Page 27 of Mouvar's Magic


  Humans not problem. Witch.

  Zady, I suppose. I don't know what Kelvin was thinking about, letting her escape! I really don't know if he can think.

  Horace gnashed his jaws. Don't insult Father!

  Don't you take that lone of thought with me! You're just a dragon! You could have been one-third of a chimaera, but stupid Kelvin wanted his mate to survive the birth. I don't see why—she never was other than human. His Heln isn't in the Mouvar prophecies and she can't even read minds.

  Don't insult Mother! The female dragon on his back hissed loudly, giving support to her mate.

  If you aren't the most ridiculous creatures! Dragons are intended to eat humans, not defend their pitiful honor.

  Father and Mother not ordinary humans. Horace not regular dragon.

  I'll grant you that. But what's Zady doing that made you come here? No, don't bother to strain. I'll get the answers.

  She sifted quickly through Horace's recent memories. The first thing she discovered was that Horace saw his mate as a large male while the mate saw her and her fellow heads as just what they were. The poor dragon had been spelled and spelled properly. It took but a moment to learn the rest of his story, and then she cautioned him to stay while she scuttled to her herb patch, where she plucked several silver-headed flowers from among bright yellows. She brought them in front of Horace's face and held them before his nostrils.

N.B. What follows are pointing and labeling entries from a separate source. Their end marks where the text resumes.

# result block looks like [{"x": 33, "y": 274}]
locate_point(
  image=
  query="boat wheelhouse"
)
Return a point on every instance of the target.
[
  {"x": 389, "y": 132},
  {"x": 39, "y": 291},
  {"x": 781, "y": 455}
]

  Horace sniffed just as she blew out a breath and disturbed the tiny feathered seeds.

  The dragon opened his mouth, probably to roar, and she tossed the bouquet inside and almost down his throat. He choked, blinked, coughed. His eyes got big and he hiccupped.

  Ember, you're you again!

  Well, who did you think I'd be?

  I can see right again! I can know friend from foe!

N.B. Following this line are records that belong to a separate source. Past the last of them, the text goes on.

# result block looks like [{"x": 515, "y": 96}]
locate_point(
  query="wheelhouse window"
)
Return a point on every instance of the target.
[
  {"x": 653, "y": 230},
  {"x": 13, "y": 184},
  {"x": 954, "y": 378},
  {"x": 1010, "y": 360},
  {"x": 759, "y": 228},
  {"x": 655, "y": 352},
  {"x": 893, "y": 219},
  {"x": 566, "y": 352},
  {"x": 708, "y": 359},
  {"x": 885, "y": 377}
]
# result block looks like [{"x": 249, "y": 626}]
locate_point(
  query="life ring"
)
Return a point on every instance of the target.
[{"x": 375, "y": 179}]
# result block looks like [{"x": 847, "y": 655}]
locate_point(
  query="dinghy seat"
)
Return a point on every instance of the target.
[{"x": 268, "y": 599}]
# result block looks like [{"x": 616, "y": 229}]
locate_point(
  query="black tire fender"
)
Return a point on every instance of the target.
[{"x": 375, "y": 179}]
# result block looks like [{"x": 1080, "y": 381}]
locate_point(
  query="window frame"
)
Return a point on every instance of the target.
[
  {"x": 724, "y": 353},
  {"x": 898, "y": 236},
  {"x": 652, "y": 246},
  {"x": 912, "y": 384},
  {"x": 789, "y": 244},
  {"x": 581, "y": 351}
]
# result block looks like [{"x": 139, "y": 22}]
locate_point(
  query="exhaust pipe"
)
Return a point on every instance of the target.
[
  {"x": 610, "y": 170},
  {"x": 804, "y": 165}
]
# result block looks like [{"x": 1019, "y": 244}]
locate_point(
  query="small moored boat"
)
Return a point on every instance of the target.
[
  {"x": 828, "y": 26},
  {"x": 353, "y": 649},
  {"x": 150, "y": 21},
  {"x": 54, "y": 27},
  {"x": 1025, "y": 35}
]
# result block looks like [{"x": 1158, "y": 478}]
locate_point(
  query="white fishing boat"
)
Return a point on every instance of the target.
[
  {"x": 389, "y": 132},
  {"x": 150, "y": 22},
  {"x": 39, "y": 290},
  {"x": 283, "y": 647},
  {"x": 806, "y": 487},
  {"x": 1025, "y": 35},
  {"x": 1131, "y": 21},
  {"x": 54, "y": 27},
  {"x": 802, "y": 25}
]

  Of course you can, you ridiculous creature! Mervania thought to him. Your curse is lifted.

  I will go back and kill Zady!

  Not just yet. I want to mind-talk.

  You help kill Zady?

  Now why would I do that, Horace?

  "Guuuuurrrrrrrr!"

  Oh, very well, I won't tease you anymore. Don't go back—not just yet. I need to take an astralberry and go see what's happening. I can't help until I know what Zady plans. If your father can't handle it and Helbah and Katbah can't, then maybe I can advise them.

  Help Merlain!

  That's the idea. Ember, aren't you uncomfortable perched atop him? Why not get down and stretch your legs? I can't offer you anyone to eat, but maybe you'd like to gnash a pumpquash or a couple ripe zellons?

  No. I like being here. You got carrion?

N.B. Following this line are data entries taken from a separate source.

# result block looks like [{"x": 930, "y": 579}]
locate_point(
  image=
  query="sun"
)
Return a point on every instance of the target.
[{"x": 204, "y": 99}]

  No carrion, Ember. Sorry. Grumpus ate the last we had. We weren't expecting company. Actually we mostly eat company. Family's the exception.

  Glad we mated. Not want to be meal for human-headed crawly thing.

  Mervania half-raised her sting in intended reprimand, but forbore shocking their guest. It would be difficult to shock one of the dragons without shocking the other, and Ember had intended no insult but simply described in her terms the scorpiocrab body of a chimaera. Simple minds had simple concepts.

  Swallow that astralberry! Horace ordered.

  Mervania sighed. So impolite, but she ignored it. The berries were growing in the shade of a big wilpuss tree. She crawled over to it, plucked a ripe white berry, and held it in her human hand.

  Swallow it! Horace ordered her again.

  Very well. But you guests stay here until after we return to our body. Otherwise we might have to chase you down and eat you, to teach you manners. With that gentle admonition Mervania popped the berry into her mouth and swallowed.

  Aw, what did you do that for?

  Shut up, Mertin. It's only a short trip.

  But I wanted to eat them.

  Gwroomth!

  You too, Grumpus.

  They were now floating over their island. At her urging they drifted on over the swamp and the trees and the desert and into the cave of the transporter. The square-ears were not there now, Mervania not having bothered to mind-communicate with them that they were coming. The transporter, though, was set on the same coordinates it had been set on since Kelvin's last visit. Wanting to go where they needed to go, they drifted their consciousness into the booth, through the Flaw rupture, then out into the chamber intended for roundears. The chimaera had nearly round ears on her Mervania and Mertin heads; not so on Grumpus', but astral was not physical and so the trap was not sprung and the molecular structure of the installation was not instantly destroyed.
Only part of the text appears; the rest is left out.